Luzern - Im Kanton Luzern darf ab sofort nicht mehr über Einbürgerungsgesuche an der Urne entschieden werden. Darüber hat das kantonale Justiz- und Sicherheitsdepartement die Gemeinden informiert. In Emmen entscheidet nun wieder der Einwohnerrat.

In Emmen entscheidet nun wieder der Einwohnerrat.
In Emmen entscheidet nun wieder der Einwohnerrat.
Laut einer Mitteilung der Luzerner Staatskanzlei reagiert das Departement damit auf das Urteil des Bundesgerichts zum Einbürgerungsverfahren in Emmen. Alle Gemeinden verfügten somit über ein Verfahren, das den Ansprüchen des Gerichts standhalte, soweit dies ohne schriftliche Urteilsbegründung zu beurteilen sei.

In Emmen entscheidet also ab sofort wieder eine Kommission, darauf der Gemeinderat und abschliessend das Gemeindeparlament, der Einwohnerrat, über Gesuche um Einbürgerungen. Dies soll am 21. Oktober zum ersten Mal der Fall sein. Es gehe nicht an, dass Gesuche einfach nicht mehr behandelt würden.

Der Passus in der Emmer Gemeindeordnung, wonach das Volk an der Urne entscheidet, wird zwar nicht aufgehoben, aber vorderhand nicht mehr angewendet. Dies sagte Heinz Bachmann, Leiter des Rechtsdienstes im Justizdepartement, auf Anfrage. Die Gemeindeordnung könne zu einem späteren Zeitpunkt geändert werden.

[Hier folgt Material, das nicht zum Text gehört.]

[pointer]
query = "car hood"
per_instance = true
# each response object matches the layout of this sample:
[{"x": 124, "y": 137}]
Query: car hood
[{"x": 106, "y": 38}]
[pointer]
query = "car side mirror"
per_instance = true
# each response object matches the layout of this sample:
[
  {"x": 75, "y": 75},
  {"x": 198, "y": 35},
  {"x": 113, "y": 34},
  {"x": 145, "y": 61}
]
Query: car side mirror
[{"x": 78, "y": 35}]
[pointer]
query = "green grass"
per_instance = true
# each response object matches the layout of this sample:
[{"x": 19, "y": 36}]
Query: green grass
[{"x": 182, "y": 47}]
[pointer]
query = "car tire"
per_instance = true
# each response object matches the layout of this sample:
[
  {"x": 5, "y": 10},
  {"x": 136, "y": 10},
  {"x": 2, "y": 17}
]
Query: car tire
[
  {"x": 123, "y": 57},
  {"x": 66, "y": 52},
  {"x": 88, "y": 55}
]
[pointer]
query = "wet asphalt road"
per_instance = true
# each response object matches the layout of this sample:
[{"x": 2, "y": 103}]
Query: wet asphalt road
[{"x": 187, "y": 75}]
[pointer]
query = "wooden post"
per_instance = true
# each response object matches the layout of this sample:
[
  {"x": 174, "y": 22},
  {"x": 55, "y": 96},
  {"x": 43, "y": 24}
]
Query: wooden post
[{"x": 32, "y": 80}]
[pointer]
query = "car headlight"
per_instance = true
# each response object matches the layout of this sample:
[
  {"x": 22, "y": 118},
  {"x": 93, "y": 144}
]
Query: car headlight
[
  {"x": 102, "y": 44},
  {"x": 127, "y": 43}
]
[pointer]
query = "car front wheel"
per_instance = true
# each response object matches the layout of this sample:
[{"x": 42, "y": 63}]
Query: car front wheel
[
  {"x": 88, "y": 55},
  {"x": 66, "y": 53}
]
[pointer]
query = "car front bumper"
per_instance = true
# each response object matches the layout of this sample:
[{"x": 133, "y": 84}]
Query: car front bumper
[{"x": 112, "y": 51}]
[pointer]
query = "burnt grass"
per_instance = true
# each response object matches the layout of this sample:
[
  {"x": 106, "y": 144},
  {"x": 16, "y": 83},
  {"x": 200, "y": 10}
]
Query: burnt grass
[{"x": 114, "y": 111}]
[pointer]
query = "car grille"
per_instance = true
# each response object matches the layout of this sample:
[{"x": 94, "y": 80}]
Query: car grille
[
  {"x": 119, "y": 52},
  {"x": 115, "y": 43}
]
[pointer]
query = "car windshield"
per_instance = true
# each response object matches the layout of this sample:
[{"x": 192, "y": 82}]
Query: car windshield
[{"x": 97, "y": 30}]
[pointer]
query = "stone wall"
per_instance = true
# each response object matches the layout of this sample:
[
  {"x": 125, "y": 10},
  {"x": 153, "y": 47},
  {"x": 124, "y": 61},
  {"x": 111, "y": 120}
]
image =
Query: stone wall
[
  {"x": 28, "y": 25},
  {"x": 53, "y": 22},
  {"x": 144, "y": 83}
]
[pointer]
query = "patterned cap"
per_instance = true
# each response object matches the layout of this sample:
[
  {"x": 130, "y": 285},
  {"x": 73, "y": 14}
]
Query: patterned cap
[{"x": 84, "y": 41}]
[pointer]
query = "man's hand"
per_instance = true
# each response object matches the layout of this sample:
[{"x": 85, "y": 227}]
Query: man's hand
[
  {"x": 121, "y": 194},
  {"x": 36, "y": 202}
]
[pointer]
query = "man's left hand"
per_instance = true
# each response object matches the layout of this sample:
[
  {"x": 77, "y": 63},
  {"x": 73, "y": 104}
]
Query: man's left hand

Die Gesuche der fünf Einbürgerungswilligen, deren Beschwerde das Urteil des Bundesgerichts ausgelöst haben, werden nach der schriftlichen Urteilsbegründung vom Luzerner Regierungsrat erneut behandelt. Bachmann geht davon aus, dass die Gesuche an die Gemeinde Emmen zurück gehen und vom Einwohnerrat behandelt werden.

In Malters und Weggis, wo bisher ebenfalls an der Urne entschieden wurde, sollen neu der Gemeinderat beziehungsweise die Gemeindeversammlung über Einbürgerungen entscheiden. In Weggis wurde die Urnenabstimmung vom 19. Oktober abgesagt.

Über die Zuständigkeit der Gemeindeversammlung habe das Bundesgericht soweit heute ersichtlich nicht entschieden, heisst es in der Mitteilung. Geheime Abstimmungen an Gemeindeversammlungen sollen möglich bleiben. Hingegen kann keine Schlussabstimmung im Urnenverfahren mehr verlangt werden.